Un singhiozzo e riattaccò. Una serie di suoni che nel mio cervello si ripetevano come una eco. Le ultime parole rimbalzavano nella testa, ormai annebbiata da fumo e rabbia.
8th Street.
Seduto su un marciapiede qualunque della cittadina di Berkeley, davo l’ultimo tiro a quella che doveva essere la decima sigaretta della serata. La spensi con mano tremante sulla superficie sudicia su cui ero seduto e la buttai via con un gesto veloce, facendole raggiungere le altre ormai spente da un pezzo.
Era successo, l’avevo sentita piangere forte, potevo immaginare i riccioli dei suoi capelli incollati al viso sporco di mascara, la voce rotta dal pianto. Tra una lacrima e l’altra avevo capito che “lui” l’aveva lasciata.
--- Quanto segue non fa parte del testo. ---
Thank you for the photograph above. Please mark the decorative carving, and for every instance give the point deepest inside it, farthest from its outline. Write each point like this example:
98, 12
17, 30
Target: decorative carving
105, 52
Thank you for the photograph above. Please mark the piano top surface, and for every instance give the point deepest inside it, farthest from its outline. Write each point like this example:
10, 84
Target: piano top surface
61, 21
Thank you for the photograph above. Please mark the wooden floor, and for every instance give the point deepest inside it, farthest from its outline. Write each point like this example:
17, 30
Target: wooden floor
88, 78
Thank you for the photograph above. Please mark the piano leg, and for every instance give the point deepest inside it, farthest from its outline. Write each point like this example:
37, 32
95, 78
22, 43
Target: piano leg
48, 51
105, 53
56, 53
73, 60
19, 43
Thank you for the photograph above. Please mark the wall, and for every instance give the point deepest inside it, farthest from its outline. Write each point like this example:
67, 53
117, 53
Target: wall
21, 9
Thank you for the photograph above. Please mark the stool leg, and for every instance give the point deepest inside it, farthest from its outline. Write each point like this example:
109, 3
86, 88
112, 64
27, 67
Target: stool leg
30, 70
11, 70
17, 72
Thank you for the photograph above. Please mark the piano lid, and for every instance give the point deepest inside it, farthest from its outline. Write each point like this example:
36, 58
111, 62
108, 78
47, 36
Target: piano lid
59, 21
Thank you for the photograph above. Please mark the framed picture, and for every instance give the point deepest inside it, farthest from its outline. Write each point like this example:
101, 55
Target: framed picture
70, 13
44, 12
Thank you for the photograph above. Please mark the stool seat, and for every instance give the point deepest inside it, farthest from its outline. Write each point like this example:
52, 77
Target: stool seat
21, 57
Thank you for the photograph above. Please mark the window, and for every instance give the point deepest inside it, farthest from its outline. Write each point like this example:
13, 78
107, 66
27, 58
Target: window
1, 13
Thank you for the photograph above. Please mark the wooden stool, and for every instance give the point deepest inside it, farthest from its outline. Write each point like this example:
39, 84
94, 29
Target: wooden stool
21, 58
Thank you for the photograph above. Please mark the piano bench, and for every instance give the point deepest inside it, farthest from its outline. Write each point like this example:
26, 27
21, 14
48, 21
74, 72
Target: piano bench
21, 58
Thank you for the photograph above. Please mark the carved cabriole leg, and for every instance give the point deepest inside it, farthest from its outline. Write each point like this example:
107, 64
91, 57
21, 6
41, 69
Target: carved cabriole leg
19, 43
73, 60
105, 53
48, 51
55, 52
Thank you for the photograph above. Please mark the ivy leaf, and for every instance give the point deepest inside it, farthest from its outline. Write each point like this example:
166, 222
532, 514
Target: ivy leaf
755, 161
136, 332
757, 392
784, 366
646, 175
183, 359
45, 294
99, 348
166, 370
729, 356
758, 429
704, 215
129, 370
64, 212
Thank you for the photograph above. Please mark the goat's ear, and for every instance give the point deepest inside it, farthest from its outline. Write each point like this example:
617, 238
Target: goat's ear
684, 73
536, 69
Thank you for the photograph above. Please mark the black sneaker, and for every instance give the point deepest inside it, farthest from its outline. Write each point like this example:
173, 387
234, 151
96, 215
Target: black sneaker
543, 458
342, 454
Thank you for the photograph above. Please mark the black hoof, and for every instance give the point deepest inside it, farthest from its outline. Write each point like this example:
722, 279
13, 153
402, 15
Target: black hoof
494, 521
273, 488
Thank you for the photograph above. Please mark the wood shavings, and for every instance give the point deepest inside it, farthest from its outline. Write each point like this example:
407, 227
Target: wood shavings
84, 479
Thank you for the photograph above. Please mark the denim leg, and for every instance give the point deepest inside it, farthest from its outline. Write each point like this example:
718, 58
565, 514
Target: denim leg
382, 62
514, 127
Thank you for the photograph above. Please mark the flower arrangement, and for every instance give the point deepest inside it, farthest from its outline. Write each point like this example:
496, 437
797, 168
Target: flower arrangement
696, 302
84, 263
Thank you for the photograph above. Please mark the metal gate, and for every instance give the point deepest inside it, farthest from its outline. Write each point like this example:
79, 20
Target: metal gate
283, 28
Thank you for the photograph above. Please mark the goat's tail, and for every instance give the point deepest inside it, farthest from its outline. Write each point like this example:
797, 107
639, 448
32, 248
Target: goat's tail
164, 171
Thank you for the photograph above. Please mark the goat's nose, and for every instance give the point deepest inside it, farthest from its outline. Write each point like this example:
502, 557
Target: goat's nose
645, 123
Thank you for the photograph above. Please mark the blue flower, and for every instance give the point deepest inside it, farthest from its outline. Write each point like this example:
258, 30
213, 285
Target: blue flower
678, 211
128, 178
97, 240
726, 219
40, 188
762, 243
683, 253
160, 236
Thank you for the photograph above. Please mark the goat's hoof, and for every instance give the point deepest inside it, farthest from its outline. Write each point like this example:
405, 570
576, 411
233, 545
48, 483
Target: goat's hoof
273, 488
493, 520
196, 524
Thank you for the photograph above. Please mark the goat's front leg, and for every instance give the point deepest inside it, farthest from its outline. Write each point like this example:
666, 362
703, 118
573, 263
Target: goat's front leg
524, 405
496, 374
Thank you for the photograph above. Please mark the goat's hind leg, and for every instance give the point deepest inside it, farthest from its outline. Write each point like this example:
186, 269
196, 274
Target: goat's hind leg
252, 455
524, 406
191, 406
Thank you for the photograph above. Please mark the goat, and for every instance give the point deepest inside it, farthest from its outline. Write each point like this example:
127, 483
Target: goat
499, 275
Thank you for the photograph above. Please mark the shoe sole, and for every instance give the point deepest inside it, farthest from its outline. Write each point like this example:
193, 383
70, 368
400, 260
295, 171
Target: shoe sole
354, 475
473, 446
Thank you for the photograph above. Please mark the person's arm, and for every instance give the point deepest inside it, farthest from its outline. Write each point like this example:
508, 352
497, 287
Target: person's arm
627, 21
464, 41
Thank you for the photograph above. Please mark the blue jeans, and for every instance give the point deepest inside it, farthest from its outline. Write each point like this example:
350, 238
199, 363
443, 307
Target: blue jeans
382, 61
Billy, figlio di puttana. Lasciata, così, senza un motivo, un po’ come quando si abbandona un cane, un po’ come quando si rompono le promesse fatte. Scalciai via uno dei sassi che ricoprivano quella strada di merda, quella città di merda, questa vita di merda. Secondo lei non potevo capire, certo!
Chiusi le mani nello stesso pugno, portandole alle labbra per scaldarle.
- FANCULO!!!
Urlai al silenzio, divorato dalla frustrazione, mentre calde lacrime iniziavano a rigarmi le guance, le mani ormai strette intorno alla testa. Improvvisamente sentii dei passi alle mie spalle, lenti e leggeri. Un lieve profumo di caffè invase le mie narici, mentre una mano callosa dalle dita lunghe e sottili me ne porgeva una tazza.
- Vuoi morire di freddo, testa di cazzo?
- Ciao coglione! – risposi, afferrando la tazza di caffè, mentre Mike si sedeva accanto a me, il volto sepolto in una sciarpa nera e il capo coperto dal cappuccio della felpa verde acido che indossava.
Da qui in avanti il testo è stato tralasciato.